Elle a également souligné la possibilité, pour les Chypriotes grecs qui le souhaitent, de demander l'indemnisation, l'échange ou la restitution de leurs biens abandonnés en 1974 dans le cadre de la « Commission des biens immobiliers » (CBI) créée dans le nord de Chypre à la suite d'un arrêt de la Cour de Strasbourg, notant que dans la plupart des cas traités jusqu'à présent, la CBI s'est prononcée en faveur de l'indemnisation conformément aux demandes des requérants. Toutefois, l'Assemblée a également déclaré comprendre que, pour la plupart des Chypriotes grecs habitants légitimes de Varosha, le fait de s'adresser à la CBI « n'est politiquement ni acceptable ni réalisable ».
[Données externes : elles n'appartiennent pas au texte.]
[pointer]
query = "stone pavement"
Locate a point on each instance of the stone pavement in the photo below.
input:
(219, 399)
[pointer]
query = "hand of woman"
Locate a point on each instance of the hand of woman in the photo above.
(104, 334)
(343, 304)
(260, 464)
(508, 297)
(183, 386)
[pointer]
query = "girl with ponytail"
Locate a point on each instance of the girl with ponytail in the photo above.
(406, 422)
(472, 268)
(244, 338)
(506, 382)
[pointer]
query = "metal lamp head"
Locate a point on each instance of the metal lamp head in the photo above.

Près de 50 ans après la division de l'île, la persistance du conflit gelé à Chypre « nuit aux intérêts vitaux de tous les Chypriotes et risque de conduire à une escalade dangereuse », a souligné l'Assemblée. Elle a réaffirmé son engagement en faveur d'une solution équitable, durable et globale pour une Chypre pacifique et unie qui « garantirait les droits légitimes des Chypriotes grecs comme des Chypriotes turcs, dans le plein respect des valeurs et des principes du Conseil de l'Europe ».
L'Assemblée a notamment soutenu les efforts continus du Secrétaire général des Nations Unies et de sa nouvelle envoyée personnelle pour rouvrir les négociations entre les deux communautés chypriotes et a appelé toutes les parties concernées à « contribuer à la reprise rapide du processus politique ».
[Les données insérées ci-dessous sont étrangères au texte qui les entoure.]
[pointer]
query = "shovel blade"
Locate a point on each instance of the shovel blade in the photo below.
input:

M. Claude Kern a participé au débat.
3. L'après-conflit : désamorcer les bombes à retardement pour un retour en toute sécurité des populations déplacées
Au cours de sa séance du jeudi 27 juin 2024, l'APCE a exprimé sa préoccupation concernant l'utilisation d'armes explosives dans les zones peuplées, en particulier les mines terrestres et les bombes à sous-munitions. Elle a précisé que ces armes entraînaient souvent le déplacement forcé de personnes à l'intérieur et au-delà des frontières, et empêchait ensuite leur retour volontaire, sûr, digne et durable. Évoquant la population civile fortement touchée par les armes explosives en Ukraine, l'Assemblée parlementaire a dénoncé les effets durables sur les victimes, notamment des conséquences physiques, psychosociales et sur la santé mentale.
La résolution adoptée, sur la base du rapport de M. Domagoj Hajdukoviæ (Croatie - SOC), souligne les dégâts considérables causés par l'utilisation d'armes explosives, qui s'étendent, au-delà du bilan humain, aux infrastructures, aux services essentiels et à l'environnement.
Afin de remédier à cette situation, l'APCE a appelé les États membres à prendre des mesures législatives pour « garantir la dépollution des restes explosifs de guerre dans les territoires ruraux et urbains », et « interdire en toutes circonstances l'emploi, la mise au point, la production, le stockage ou le transfert de mines antipersonnel et d'armes à sous-munitions ». A cet égard, elle a demandé aux États d'envisager de ratifier les différentes conventions sur les mines terrestres antipersonnel et les armes à sous-munitions. L'APCE a également encouragé la coopération internationale pour renforcer les efforts de déminage humanitaire.
En outre, selon le texte adopté, les États membres devraient faciliter le retour volontaire, sûr et digne des personnes déplacées de force et leur réintégration, en les impliquant sur les conditions de leur rapatriement, et en fournissant une assistance suffisante pour couvrir leurs besoins élémentaires.